They are one of those couples so into each other you figure there is a massive bust up on the horizon (oh how true this is) or they are simple-minded. Both are presented as very comfortable in enforcing class rules where their orders are followed without question. They also embody the generations disparaging view that as middle class people they are superior in all ways due to their formal education unlike their workers who rely on passed down skills, knowledge and folk practices. Their workers are little more than biblically named drone to do as they bid. This elitism extends as far as in episode 3 where Charlotte, whose only knowledge of farming is from her books and not personal experience, gets to dictate when they do the harvesting unchallenged. Of course the workers grumble about it down the pub but the fact they accept their lot in life is true to the mentality of the time until issues mount up over the run of the 6 episode series and many flee.

Matthew Denning: Nicholas Woodeson
The reverend of the local parish who lives with his wife and daughter. The foil to Nathan’s quasi-man of science during the series. In the first episode we see Nathan help his daughter and throughout the series he act as Nathan’s counterpoint. The Vicar Denning and his possessed daughter. He becomes a sort of Captain Haddock/Dr Watson like foil to Nathan. He gets his big scene in episode 5. Is his faith unshakeable? In a community where many old folk beliefs are still practised does he hold that much power?

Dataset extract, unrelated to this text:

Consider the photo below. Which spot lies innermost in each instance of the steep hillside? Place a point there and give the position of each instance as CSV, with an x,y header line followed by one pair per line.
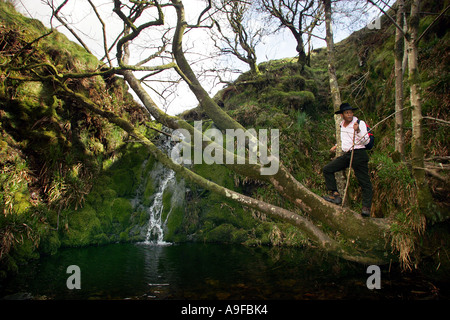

Harriet Denning: Tallulah Haddon
The reverend Denning’s daughter who is possessed in the first episode of the series and serves the role of an unintentional clairvoyant. An ingenue who has a face that reminds me of the Engineers from the film Prometheus. When possessed she does a funny gravelly voice. If you know of the Conjuring 2 and the real life Enfield Poltergeist it was based on then you know the voice. It is not at all scary.

Gwen Pearce: Kerrie Hayes
Maid/house keeper/lady in waiting to Charlotte who ‘speaks with a regional accent so is working class’ stereotype. Yes marm, no marm, three bags full marm. I would die for you if you asked marn. Cops off with an intinerant worker at the end of episode 1 and again a bit later in the series. Otherwise she just says ‘Yes Mam’ to all Charlotte’s wishes and appeases her constantly while acting as all but her personal valet. The only time this image is broken is episode 4 when she is handing a rifle in a comfortable manner suggesting she has had a life long access to it but it’s never explained. IT comes across like an action movie star suddenly forced into a Victorian setting which is quite jarring. She is also a hedge witch. You see hints of it early on but it doesn’t come into play until the last episode or so. Is she a faithful servant or maybe the real power holder in the community as she is in the role of the traditional ‘wise woman’ practising folk remedies the community still believes in. Kerrie Hayes reminds me of Natalie Dormer.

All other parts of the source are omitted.